The mixed economy of data
These indicators are produced in a mixed economy, with contributions from public, private and third sectors. This is in many ways a strength as it has harnessed the energy, creativity and resources of diverse groups, enabling a rapid response that the public sector alone could never have managed.
But it is also a potential weakness, as efforts are piecemeal, fragmented and impermanent. Several of the features we would normally demand of official statistics are absent or limited, so there are many questions we should be asking before we rely too heavily on the representations these indicators provide, compelling as they may seem.
Transparency and continuity
Can we see how the data were processed from raw to finished indicator? Can we be sure that the methods have remained consistent so that changes over time represent change on the ground rather than artefacts of data processing decisions? On 22 September, for example, Google unilaterally suspended its widely-used Community Mobility indicators pending “updates” to the methods used.
Representativeness
How do we know that these data give an unbiased representation of any phenomenon? Which groups or places are under- or over-represented? What efforts have been made to validate the data against other sources?
Accessibility and terms of use
What conditions are placed on access, e.g. regarding data owner rights to limit or vet what can be said with the data? Will the data continue to be available free?
Strengthening the big data contribution
So how can we ensure we get the most out of the opportunity offered by big data? I think there are five actions we can take.
Data stewardship by the public sector
We need to recognise the importance and value of data which already lies in public ownership and ensure it can be widely used. The National Data Strategy has called for “a radical transformation of how the government understands … the value of its own data” and that is to be welcomed. We now need to work out how to incentivise better performance here, as well as monitoring and, where necessary, penalising failure to deliver.
Data collection through regulation
Beyond its own activities, the Government has many opportunities to secure data from others, especially where it is already regulating activities. Too often, however, such information reporting requirements are seen only as a cost on business rather than as generating wider public benefits. We need to develop new ways to assess data collection and judge what is appropriate.
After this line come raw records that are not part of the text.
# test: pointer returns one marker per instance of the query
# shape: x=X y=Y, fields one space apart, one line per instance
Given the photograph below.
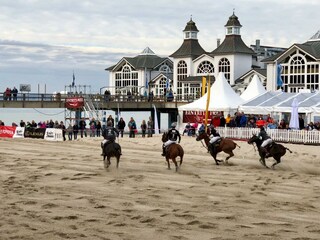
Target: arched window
x=224 y=66
x=297 y=71
x=181 y=70
x=205 y=67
Enhanced public collection for validation
Some novel data sources, notably those from mobile phones, have enormous potential value. But if we are to take significant policy decisions on the back of these, we need to understand their biases. One means to do this is through integrating new forms of data collection into some of the ‘gold standard’ household surveys conducted by the Government and academia to provide a representative population from which to judge other sources.
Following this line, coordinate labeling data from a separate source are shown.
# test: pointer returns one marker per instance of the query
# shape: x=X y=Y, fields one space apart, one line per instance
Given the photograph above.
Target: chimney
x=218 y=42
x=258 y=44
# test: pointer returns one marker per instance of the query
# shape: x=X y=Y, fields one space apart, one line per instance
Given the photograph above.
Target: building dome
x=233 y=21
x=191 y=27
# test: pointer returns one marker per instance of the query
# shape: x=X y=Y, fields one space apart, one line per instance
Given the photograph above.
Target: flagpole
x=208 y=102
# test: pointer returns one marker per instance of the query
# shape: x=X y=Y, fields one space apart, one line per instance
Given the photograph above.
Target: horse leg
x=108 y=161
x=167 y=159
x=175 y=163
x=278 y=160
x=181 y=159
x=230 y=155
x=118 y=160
Systematic acquisition through licensing for public use
It will continue to be necessary for the Government to acquire rights to use data through licensing. But it could do more to pool the collective purchase power of the many public bodies, national and local, to secure deals which enable much wider and more enduring access.
Review and collation of the existing array of indicators
There is already a wealth of intelligence out there for local organisations but it is fragmented across multiple sites, with variable quality. More could be done to review indicators and collate them at a single location, focusing on the needs of local authorities and their partners who bear the burden of responding to the social and economic fallout of the current crisis.

Nick Bailey is Director of the Centre. He is a Professor in Urban Studies, based in the School of Social and Political Sciences at the University of Glasgow.